Setting up your Greenstone OAI Server

Greenstone 2 collections are not enabled for OAI out of the box. To make a collection available for serving up over OAI, some minor adjustments need to be made first. This tutorial will look at how to make an existing collection available over OAI and testing its accessibility by getting it validated against the Open Archives validator.

  1. Use a text editor to open the file etc/oai.cfg located in your Greenstone installation folder. The oai.cfg configuration file contains properties that control the behaviour and features of your Greenstone OAI server.

    The basic properties to edit in order to get your collection served by the inbuilt OAI server are the repositoryName, repositoryID and oaicollection. Look up these properties in the file.

    For repositoryName and repositoryID, type in some values that make sense for your digital library. For example:

    repositoryName "Greenstone"
    repositoryID "greenstone"

  1. For this tutorial, we'll make the backdrop collection created in the simple image tutorial available over OAI. Therefore, add this collection's name to the end of the oaicollection property:

    oaicollection demo documented-examples/oai-e backdrop

    If you have a great many documents and do not want the OAI server to return all of them in one go, you could set the resumeafter property to something lower than the default 250 value in the oai.cfg file. Like:

    resumeafter 50

  1. If you're on Windows, it's best to be using the Apache web server. So if you're using the Local Library Server, stop the web server by exiting the little white dialog (the Greenstone Server Interface). Use a file browser to go into your Greenstone installation directory and rename the server.exe there to server.not to disable it. Now re-launch the Greenstone Server from the Start menu, so that this time, the included Apache web server will be used instead, launching its own little white dialog.

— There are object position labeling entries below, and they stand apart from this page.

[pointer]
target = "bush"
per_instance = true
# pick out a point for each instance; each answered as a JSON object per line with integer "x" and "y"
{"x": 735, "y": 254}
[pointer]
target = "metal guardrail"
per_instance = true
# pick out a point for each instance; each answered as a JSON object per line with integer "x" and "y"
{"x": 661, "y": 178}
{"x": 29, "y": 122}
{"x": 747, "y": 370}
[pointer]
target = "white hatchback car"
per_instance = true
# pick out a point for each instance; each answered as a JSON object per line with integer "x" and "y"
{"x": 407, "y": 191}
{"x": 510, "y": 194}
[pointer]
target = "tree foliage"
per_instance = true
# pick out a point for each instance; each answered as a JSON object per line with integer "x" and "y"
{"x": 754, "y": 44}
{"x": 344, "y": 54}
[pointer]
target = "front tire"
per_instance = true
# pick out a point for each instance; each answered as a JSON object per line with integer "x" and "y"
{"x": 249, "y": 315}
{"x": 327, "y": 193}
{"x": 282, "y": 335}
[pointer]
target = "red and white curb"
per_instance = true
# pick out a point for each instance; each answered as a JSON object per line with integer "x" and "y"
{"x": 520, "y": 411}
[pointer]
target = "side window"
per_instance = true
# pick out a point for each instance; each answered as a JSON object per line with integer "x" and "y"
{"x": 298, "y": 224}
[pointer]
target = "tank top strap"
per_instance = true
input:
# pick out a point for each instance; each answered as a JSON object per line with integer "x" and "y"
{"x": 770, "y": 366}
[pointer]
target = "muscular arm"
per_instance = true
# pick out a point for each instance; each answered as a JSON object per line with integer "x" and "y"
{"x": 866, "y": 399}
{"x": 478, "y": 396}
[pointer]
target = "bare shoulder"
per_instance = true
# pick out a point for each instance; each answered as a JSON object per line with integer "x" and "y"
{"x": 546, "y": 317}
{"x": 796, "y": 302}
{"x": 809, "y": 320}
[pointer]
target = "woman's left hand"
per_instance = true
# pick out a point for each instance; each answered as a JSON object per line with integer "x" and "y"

  1. You are now ready to visit your oaiserver home page to check that it's all looking good. Start up the Greenstone Server by going to Windows Start → All Programs → Greenstone 2.87 → Greenstone Server.

    Press the Enter Library button and you will end up on your Digital Library home page as usual. Adjust the URL so that instead of the library.cgi suffix, it says oaiserver.cgi.

    The page that loads now will contain an error message (badVerb) saying that you've provided an illegal OAI verb. This is because the OAI specification requires you to provide more instruction in the URL as to what you want. The specification defines verbs and possible arguments to them.

    A basic verb is Identify, which requests the OAI server to return some information about the OAI repository that it's serving. Adjust the URL once more by suffixing ?verb=Identify, so that your URL now looks like:

    http://<domain>/greenstone/cgi-bin/oaiserver.cgi?verb=Identify

    Visiting this page now gives some information about your Greenstone OAI repository.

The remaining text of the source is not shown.